Nana romanticised the days of Tito and of living in the “land of plenty”. As a Yugoslav, she had lived under a doctrine of Brotherhood and Unity with good employment, good healthcare, weekends by the seaside and freedom to travel overseas. She lamented the days when no-one cared whether you were a Serb, Croat or Muslim.

“Everyone in Bosnia has a nightmare to share. The war brought us all nightmares. On the 10th May 1992, my son was killed by a shell. A year later a sniper killed my husband as he crossed the street.

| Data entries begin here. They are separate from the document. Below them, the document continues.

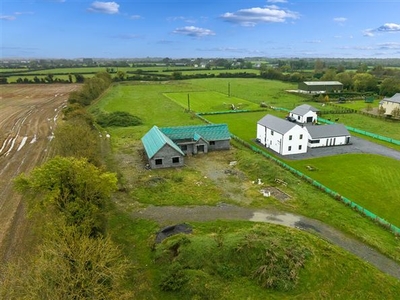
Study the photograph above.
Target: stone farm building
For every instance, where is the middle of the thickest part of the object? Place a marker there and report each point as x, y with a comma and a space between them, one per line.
390, 104
166, 147
320, 87
287, 138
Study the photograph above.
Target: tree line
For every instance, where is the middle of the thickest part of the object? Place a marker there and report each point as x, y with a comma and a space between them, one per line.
68, 199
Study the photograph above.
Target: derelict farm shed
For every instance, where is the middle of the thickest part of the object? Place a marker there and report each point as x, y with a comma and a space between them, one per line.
166, 147
200, 138
161, 151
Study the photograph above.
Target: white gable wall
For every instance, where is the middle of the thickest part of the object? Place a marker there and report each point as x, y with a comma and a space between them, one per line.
303, 118
292, 142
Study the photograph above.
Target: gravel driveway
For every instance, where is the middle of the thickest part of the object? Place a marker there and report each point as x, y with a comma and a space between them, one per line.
171, 215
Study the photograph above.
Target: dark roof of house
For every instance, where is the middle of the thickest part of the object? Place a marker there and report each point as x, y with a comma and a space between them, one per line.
154, 140
323, 83
276, 124
327, 131
303, 109
395, 98
211, 132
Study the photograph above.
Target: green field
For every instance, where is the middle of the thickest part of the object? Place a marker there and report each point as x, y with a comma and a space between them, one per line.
210, 101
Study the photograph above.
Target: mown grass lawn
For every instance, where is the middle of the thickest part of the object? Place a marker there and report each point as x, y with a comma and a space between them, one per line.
210, 101
371, 181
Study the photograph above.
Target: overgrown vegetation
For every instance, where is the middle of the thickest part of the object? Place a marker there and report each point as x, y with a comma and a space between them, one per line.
118, 119
271, 261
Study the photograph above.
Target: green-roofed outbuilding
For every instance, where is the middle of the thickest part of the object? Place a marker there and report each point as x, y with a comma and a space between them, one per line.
161, 151
165, 147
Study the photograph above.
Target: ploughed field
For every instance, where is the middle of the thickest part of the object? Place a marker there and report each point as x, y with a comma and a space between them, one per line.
28, 115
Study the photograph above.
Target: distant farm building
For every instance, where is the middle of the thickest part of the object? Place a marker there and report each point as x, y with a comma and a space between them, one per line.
304, 114
390, 104
320, 87
166, 147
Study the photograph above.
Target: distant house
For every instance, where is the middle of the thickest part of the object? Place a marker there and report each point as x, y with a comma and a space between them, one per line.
318, 87
281, 136
327, 135
166, 147
304, 114
286, 138
161, 151
389, 104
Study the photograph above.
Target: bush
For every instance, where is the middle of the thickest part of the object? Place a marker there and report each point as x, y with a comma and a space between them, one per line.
118, 118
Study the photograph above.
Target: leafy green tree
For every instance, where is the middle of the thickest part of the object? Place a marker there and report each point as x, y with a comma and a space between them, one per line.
77, 138
329, 75
68, 265
390, 86
79, 78
74, 190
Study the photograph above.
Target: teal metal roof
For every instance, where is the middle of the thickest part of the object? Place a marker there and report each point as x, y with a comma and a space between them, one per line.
154, 140
211, 132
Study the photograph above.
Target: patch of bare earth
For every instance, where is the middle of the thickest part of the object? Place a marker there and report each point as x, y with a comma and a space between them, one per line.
28, 116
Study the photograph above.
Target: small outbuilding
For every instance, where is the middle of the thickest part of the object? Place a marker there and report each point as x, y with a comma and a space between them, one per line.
166, 147
304, 114
161, 151
199, 138
327, 135
319, 87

No one ever wanted this war.”

In the years following the war she repaired her home and offered it as a sanctuary to refugees from Srebrenica, then to older boys who had been kicked out of Sarajevo’s main orphanage. Having a busy and somewhat chaotic household once more reminded her of the days when it was filled with her own family.

“l live alone here and I have accepted these orphan boys as my own. But I always worry for their futures. They need jobs, they need stability, their own homes. Peace needs to deliver this”.

Younger Sarajevans in their early- to mid-twenties had grown up into a country that they also struggled to understand. A country made up of a loose federation and a republic. A country with three rotating presidents. A country still divided and mired with economic insecurity and inequality. Their belief that peace might bring some form of justice, that those accountable for the war and siege would be captured and punished, was slowly fading.

“Can we talk about Justice?” Una Mesić, 24, from Grbavica asked me.

“It’s hard to talk about justice for all those families who lost their loved ones, their friends. There are a lot of mothers in Bosnia still searching for the bones of their children. There is no point talking about buildings, infrastructure, the economy – these are all possible to rebuild, but it’s impossible to bring back those we lost…”

Una and those her age had been young children or teenagers during the siege and felt they had been robbed of their youth because of it. They remembered the fear, the hunger and the madness that the siege imposed, so now they had to be resolute. They had to have some kind of hope. Otherwise what was the point of surviving the war? They had to make the most of peace.

Surviving had strengthened their resolve and gifted them with a unique dark sense of humour. Belonging to Sarajevo had bolstered them. They gritted their teeth against corruption, they took on jobs with ridiculously low pay, and they laughed off the relentless nationalist political rhetoric. At weekends they dressed up, drank pivo, smoked like chimneys, and partied hard in this city that had seen so much. Peacetime would be their springtime, no matter how bleak the future looked.